Rerandomization with missing data

Author

Kat Husar

Published

February 10, 2025

Abstract

Randomized control trials are considered the gold standard in research because they allow for high confidence in establishing cause-and-effect relationships. Randomly assigning participants to the treatment or control group ensures that any observed differences in outcomes between these groups can be attributed to the intervention rather than external factors. However, differences between the groups can still occur due to chance, potentially resulting in misleading results. The issue of imbalance on observed covariates can be addressed in the design phase: rerandomization selects a treatment assignment from a subset of assignments that satisfy a predetermined balance criterion for pre-treatment covariates. Under rerandomization, classical estimators yield a more precise estimator and combining rerandomization with the regression adjustment can further improve inference. In practice, even in the pre-treatment stage, there may be substantial missingness in the data, which in turn can reduce the improvements due to rerandomization which cannot be addressed by simple post-hoc regression adjustment. By introducing missing data imputation methods into the rerandomization, we are able to recover the efficiency losses for estimating average treatment effects.
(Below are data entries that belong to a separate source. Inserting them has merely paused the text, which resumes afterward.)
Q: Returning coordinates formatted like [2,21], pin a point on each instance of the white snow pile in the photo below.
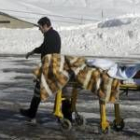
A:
[114,37]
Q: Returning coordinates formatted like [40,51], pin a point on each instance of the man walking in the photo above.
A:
[51,44]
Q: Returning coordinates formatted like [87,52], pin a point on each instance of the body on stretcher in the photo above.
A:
[131,84]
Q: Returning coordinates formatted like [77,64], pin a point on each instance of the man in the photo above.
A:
[51,44]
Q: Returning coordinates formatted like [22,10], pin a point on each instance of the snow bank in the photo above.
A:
[114,37]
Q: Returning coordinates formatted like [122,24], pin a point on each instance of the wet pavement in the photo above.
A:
[16,91]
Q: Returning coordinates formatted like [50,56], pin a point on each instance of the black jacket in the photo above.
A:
[51,43]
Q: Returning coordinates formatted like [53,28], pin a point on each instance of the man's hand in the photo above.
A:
[29,53]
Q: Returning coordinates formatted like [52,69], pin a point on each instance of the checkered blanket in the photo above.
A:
[56,71]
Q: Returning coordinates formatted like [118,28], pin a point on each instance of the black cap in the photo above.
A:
[44,21]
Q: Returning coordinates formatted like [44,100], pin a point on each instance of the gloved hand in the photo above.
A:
[28,54]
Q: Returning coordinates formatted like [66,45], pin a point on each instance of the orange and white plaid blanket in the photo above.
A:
[55,73]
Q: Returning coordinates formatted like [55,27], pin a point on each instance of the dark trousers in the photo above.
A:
[35,101]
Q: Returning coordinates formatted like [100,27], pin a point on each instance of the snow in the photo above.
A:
[93,27]
[114,37]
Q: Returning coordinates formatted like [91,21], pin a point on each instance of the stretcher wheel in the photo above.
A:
[118,126]
[80,120]
[66,124]
[104,131]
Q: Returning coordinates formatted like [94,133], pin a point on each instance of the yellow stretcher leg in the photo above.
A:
[58,103]
[117,113]
[74,99]
[118,123]
[104,123]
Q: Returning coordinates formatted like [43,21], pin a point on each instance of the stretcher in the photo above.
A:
[131,84]
[101,79]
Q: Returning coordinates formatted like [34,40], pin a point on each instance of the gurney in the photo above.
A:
[132,84]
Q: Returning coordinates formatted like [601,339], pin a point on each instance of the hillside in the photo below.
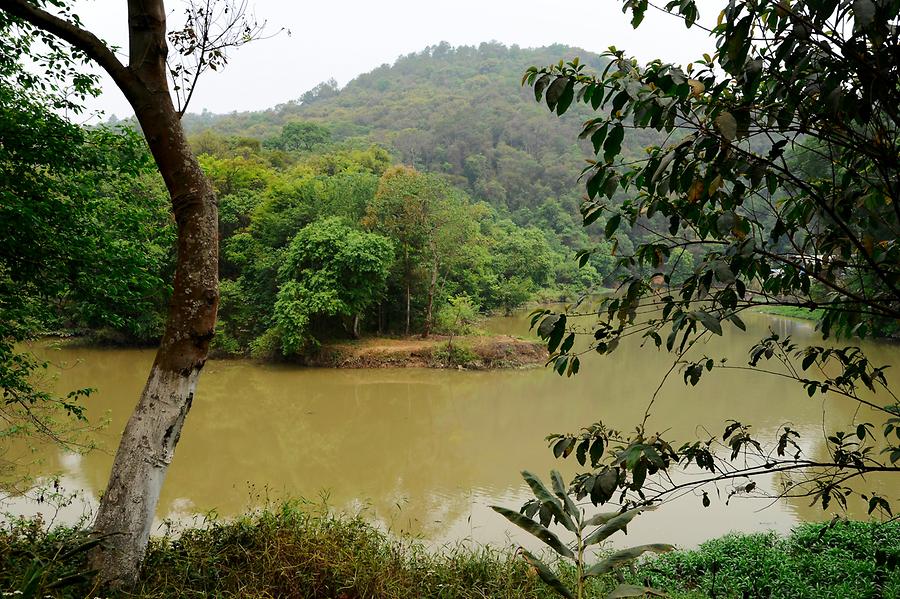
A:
[457,111]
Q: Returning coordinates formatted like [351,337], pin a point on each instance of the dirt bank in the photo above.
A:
[470,352]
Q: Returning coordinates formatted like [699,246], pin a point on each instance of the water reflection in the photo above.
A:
[424,451]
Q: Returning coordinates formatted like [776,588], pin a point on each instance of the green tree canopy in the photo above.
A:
[330,269]
[776,167]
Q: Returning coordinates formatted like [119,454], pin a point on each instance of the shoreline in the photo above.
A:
[468,352]
[460,352]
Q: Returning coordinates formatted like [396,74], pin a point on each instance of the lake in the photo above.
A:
[425,452]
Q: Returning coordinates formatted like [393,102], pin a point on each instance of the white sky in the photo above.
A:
[345,38]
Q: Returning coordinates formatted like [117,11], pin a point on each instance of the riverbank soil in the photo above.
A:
[471,352]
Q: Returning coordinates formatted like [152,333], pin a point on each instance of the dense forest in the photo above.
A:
[418,193]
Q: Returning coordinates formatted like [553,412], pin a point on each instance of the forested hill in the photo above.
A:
[458,111]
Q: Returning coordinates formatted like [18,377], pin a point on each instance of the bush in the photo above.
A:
[457,317]
[454,354]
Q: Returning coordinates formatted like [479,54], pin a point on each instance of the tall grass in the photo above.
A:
[296,550]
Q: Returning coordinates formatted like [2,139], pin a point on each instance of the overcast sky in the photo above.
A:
[345,38]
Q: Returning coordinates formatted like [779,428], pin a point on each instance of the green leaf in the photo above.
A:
[619,522]
[612,224]
[540,85]
[625,556]
[613,144]
[596,452]
[599,519]
[555,91]
[727,125]
[559,488]
[535,529]
[546,574]
[547,499]
[565,100]
[863,14]
[630,590]
[709,321]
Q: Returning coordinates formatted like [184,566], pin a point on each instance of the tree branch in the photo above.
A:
[83,40]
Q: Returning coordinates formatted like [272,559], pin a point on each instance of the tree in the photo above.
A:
[127,507]
[300,135]
[41,216]
[430,221]
[775,163]
[329,269]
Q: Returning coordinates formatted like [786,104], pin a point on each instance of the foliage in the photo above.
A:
[83,244]
[558,507]
[458,316]
[827,561]
[292,550]
[773,168]
[329,269]
[299,135]
[454,353]
[447,111]
[42,564]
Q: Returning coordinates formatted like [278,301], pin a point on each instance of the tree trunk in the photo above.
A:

We also show how performing rerandomization that adjusts for missingness combined with regression adjustment increases the precision of the estimates compared to regression adjustment alone, and recommends the use of rerandomization in the design of the study when missing data are present.

Advisor(s)

My advisor is Alex Volfovsky

Bio

Kat is a third year student interested in designing experiments that improve covariate balance and better the efficiency of causal estimates.